Retrouver son estime après une rupture

Par Franck Fournier & Cécile Fournier · psychopraticiens certifiés · mis à jour le 29 juin 2026

En bref

Après une rupture, beaucoup de femmes ne pleurent pas seulement une relation : elles doutent d’elles-mêmes. « C’est ma faute », « je ne vaux rien », « personne ne voudra plus de moi ». Cet effondrement de l’estime est une conséquence reconnue du deuil amoureux. Cette perte d’estime de soi après une rupture n’a rien d’une faiblesse de caractère. Et il ne se répare pas en comprenant pourquoi vous doutez, mais en re-posant, un par un, des gestes concrets qui vous redonnent votre place. Voici comment ce chemin se parcourt.

Retrouver son estime de soi après une rupture : atelier de peinture rouvert au matin, chevalet et toile à peine commencée — reprendre une place à soi après une rupture.
  • Comprenez pourquoi une rupture peut faire vaciller à ce point l’image que vous avez de vous.
  • Reconnaissez la voix de la blessure qui vous répète que vous ne valez rien, et cessez de la croire sur parole.
  • Reposez, geste après geste, ce qui vous redonne votre place et reconstruit l’estime.

23 heures, le téléphone encore à la main

Il est 23 heures. Vous faites défiler son profil pour la dixième fois, à la recherche d’un indice : était-ce vous, le problème ? Vous reposez le téléphone, et la phrase tombe, toujours la même : « De toute façon, je n’étais pas assez. »

Le matin, vous souriez au travail, vous répondez « ça va », et personne ne devine qu’à l’intérieur, une voix passe la journée à vous rappeler tout ce qui, selon elle, ne va pas chez vous.

Cette voix n’est pas la vérité sur vous. C’est le bruit d’une blessure, et une blessure, ça peut s’apaiser.

Une blessure souvent plus ancienne que cette rupture

Quand une rupture fait vaciller l’estime à ce point, c’est rarement « seulement » à cause de cette histoire-là. La séparation appuie sur un endroit déjà sensible, parfois très ancien.

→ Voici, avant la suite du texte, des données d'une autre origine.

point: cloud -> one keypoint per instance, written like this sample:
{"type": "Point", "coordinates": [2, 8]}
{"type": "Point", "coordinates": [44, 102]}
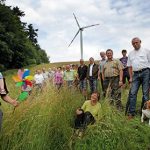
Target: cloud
{"type": "Point", "coordinates": [119, 21]}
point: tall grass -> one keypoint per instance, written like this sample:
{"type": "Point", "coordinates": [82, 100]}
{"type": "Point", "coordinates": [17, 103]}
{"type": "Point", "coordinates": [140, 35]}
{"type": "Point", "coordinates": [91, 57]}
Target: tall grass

Selon la théorie de l’attachement (John Bowlby), nos toutes premières expériences de lien écrivent une attente : suis-je quelqu’un qu’on garde, ou quelqu’un qu’on finit par laisser ? Quand un départ survient à l’âge adulte, il peut réveiller cette question d’enfance, et parfois une peur de l’abandon réveillée qui décuple la douleur du présent.

La thérapie des schémas (Jeffrey Young) décrit comment certaines convictions sur soi, « je ne suis pas assez », « on finit toujours par me préférer quelqu’un d’autre », se sont installées bien avant, et n’attendaient qu’une occasion pour reprendre la parole. La rupture est cette occasion.

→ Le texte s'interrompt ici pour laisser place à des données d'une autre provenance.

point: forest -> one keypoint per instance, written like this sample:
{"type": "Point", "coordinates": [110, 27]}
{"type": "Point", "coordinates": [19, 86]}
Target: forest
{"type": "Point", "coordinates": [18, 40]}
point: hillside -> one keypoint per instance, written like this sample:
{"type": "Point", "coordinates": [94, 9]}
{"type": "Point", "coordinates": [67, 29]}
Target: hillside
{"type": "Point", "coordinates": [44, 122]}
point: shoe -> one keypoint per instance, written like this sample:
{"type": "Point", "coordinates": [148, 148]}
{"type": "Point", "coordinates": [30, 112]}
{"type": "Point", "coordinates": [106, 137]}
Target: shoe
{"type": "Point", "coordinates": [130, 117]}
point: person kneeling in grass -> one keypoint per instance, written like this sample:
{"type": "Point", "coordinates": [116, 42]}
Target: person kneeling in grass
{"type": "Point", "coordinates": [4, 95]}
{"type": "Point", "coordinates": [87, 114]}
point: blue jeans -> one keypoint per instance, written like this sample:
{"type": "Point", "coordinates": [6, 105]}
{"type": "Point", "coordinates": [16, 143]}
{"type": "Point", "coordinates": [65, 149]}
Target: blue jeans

Cela ne veut pas dire que votre douleur est « exagérée ». Cela veut dire qu’elle a des racines, et que travailler là, à la racine, apaise bien plus durablement que se répéter qu’il faudrait « passer à autre chose ».

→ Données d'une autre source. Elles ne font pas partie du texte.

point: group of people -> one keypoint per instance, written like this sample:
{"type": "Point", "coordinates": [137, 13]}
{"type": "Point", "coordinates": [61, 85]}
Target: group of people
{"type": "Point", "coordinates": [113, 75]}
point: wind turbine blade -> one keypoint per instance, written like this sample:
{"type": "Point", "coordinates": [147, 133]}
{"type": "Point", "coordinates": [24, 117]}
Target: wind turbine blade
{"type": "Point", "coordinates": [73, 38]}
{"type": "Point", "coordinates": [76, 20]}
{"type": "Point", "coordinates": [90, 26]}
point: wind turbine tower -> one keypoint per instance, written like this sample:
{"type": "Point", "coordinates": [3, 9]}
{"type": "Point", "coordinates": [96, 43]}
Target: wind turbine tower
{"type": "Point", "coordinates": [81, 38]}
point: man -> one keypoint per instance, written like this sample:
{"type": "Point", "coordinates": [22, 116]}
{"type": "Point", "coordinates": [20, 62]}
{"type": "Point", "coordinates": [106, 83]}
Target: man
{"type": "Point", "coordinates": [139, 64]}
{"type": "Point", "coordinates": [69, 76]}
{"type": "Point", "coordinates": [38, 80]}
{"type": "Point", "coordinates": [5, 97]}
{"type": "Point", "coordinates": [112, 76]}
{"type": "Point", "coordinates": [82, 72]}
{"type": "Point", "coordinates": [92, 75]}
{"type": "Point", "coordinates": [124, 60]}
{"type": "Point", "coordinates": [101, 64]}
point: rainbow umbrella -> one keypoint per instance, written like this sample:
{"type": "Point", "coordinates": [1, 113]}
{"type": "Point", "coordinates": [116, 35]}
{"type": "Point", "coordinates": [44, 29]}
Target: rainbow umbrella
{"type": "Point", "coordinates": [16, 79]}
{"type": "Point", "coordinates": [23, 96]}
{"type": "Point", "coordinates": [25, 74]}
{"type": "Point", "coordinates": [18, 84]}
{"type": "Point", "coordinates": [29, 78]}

La voix de la blessureCe qu’elle ne voit pas
« C’est ma faute si c’est fini. »Une relation se construit et se défait à deux ; porter seule toute la responsabilité, c’est déjà la blessure qui parle.
« Je ne suis pas assez, pas assez belle, drôle, intéressante. »Une rupture mesure la compatibilité de deux personnes à un moment, jamais votre valeur.
« Personne ne voudra plus de moi. »La peur projette une fin sans appel là où il n’y a, en réalité, qu’un présent douloureux.
« J’aurais dû tout accepter pour qu’il reste. »Vous effacer n’a jamais fait grandir l’amour ; cela a surtout fait taire vos besoins.
« Je dois aller mieux vite, sinon c’est que je suis faible. »Le deuil amoureux a son rythme ; le presser, c’est ajouter de la culpabilité à la peine.

Estime de soi après une rupture : pourquoi comprendre ne suffit pas

Vous avez peut-être déjà tout analysé : votre enfance, ses torts à lui, vos schémas. Vous pourriez en faire une conférence. Et pourtant, le soir, la même voix reprend la parole, intacte.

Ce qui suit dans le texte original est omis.